Por eso, en paralelo a estas conjeturas, la cosmología trabaja también con explicaciones alternativas que intentan mantener un vínculo con la comprobación empírica (modelos cíclicos o de rebote, por ejemplo). En esa línea, ECOticias se hizo eco hace años de propuestas que sitúan fases previas al Big Bang dentro de marcos de gravedad cuántica, sin necesidad de introducir un “agente” externo que lo diseñe.

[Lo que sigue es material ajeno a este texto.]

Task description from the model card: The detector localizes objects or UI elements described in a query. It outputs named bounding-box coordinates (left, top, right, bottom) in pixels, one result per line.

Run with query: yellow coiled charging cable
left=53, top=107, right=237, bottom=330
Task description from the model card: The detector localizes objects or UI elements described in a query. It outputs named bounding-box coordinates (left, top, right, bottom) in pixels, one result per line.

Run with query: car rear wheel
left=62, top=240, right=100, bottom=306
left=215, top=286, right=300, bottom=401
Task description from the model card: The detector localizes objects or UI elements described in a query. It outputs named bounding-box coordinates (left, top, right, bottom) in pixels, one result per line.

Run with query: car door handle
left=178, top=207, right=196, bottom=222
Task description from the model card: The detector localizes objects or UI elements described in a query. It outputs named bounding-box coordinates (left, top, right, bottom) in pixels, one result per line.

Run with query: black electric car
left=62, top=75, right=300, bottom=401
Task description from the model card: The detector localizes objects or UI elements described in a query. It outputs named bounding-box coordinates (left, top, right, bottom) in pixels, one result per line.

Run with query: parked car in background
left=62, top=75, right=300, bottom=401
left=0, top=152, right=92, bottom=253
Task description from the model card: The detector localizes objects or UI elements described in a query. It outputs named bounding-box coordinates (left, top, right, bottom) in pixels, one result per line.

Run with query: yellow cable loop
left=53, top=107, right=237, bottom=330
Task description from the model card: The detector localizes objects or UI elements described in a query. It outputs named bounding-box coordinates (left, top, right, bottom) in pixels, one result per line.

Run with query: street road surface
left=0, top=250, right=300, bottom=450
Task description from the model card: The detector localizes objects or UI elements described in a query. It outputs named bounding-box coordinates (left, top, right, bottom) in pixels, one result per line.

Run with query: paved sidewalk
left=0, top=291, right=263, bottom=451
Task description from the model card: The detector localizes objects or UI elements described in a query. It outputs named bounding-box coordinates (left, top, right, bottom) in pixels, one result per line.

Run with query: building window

En el fondo, el debate que vuelve a encender Loeb no es solo “si podría ser”, sino “qué significaría demostrarlo”. Incluso aceptando la especulación como herramienta (a veces útil para abrir preguntas), la ciencia termina exigiendo un peaje (predicciones, datos, capacidad de refutación). Sin ese puente, el terreno se parece más a una filosofía de la naturaleza con ropaje cosmológico que a una hipótesis científicamente operativa.
Loeb lo formula como una posibilidad inspiradora, casi un espejo para la civilización humana (si alguna vez podría reproducir condiciones cósmicas extremas). Pero hoy el estado de la cuestión es más sobrio. Hay indicios y anomalías interesantes en astronomía, sí, y cada nuevo “mensajero interestelar” aporta datos. Lo que aún no existe es una evidencia que obligue a abandonar explicaciones naturales en favor de un “universo fabricado”.